Immune reconstitution inflammatory syndrome (IRIS) is characterized by a worsening of pre-existing or sub-clinical infections caused by an excessive immune recovery and inflammatory reaction in a subset of HIV/AIDS patients who are receiving HAART. IRIS usually presents one of two main ways: “Paradoxical IRIS” is characterized by initiation of HAART during or after treatment of an infection, and “Unmasking IRIS” occurs when the infection was not diagnosed before starting HAART. IRIS is a clinical diagnosis without a laboratory test to diagnose or predict IRIS. Furthermore, other etiologies such as treatment failure, drug reactions, or alternative opportunistic infection must be excluded.

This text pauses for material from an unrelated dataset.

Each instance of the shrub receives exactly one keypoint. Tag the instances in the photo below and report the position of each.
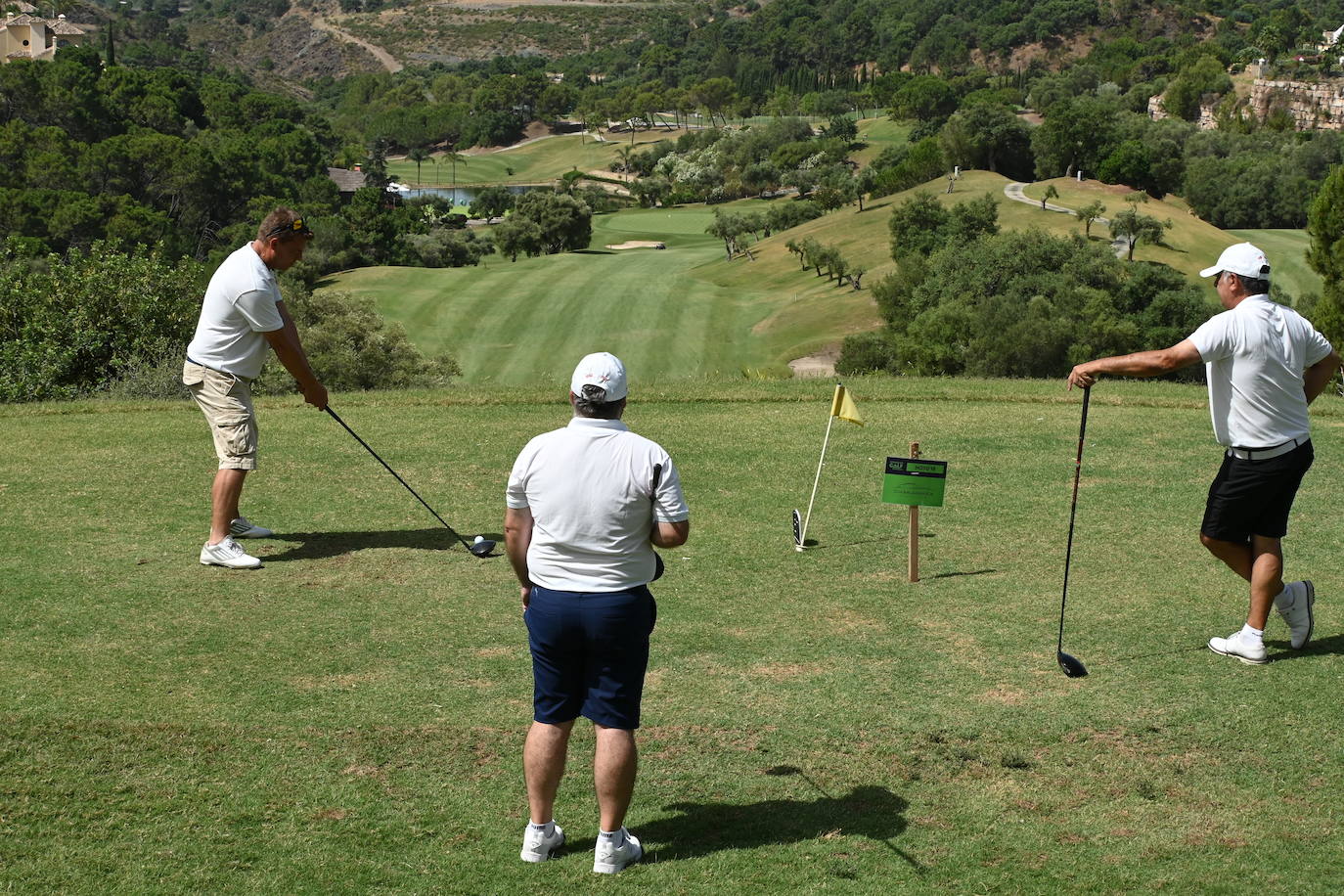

This patient had IRIS provoked by disseminated Mycobacterium avium complex. Symptoms of MAC-associated IRIS include fever, painful lymphadenitis, and lung disease. The pathogenesis is not fully understood, but in IRIS caused by mycobacteria there is a T-helper cell response with increased number of interferon-gamma-producing T-cells and Th1-cytokines that cause a granulomatous reaction. Increased macrophage 1-alpha-hydroxylase activity in these granulomas then leads to increased production of active 1,25-dihydroxy vitamin D3 that causes hypercalcemia.

Treatment depends on disease severity, but when the presentation is severe, systemic corticosteroids such as Prednisone are often used. HAART is usually continued but may be stopped in life-threatening situations.

Conclusions:

IRIS can cause an apparent worsening of sub-clinical infections in HIV/AIDs patients who are receiving HAART, and it can sometimes lead to the rare complications of hypercalcemia and acute kidney injury. There is no consensus treatment, but corticosteroids are often used.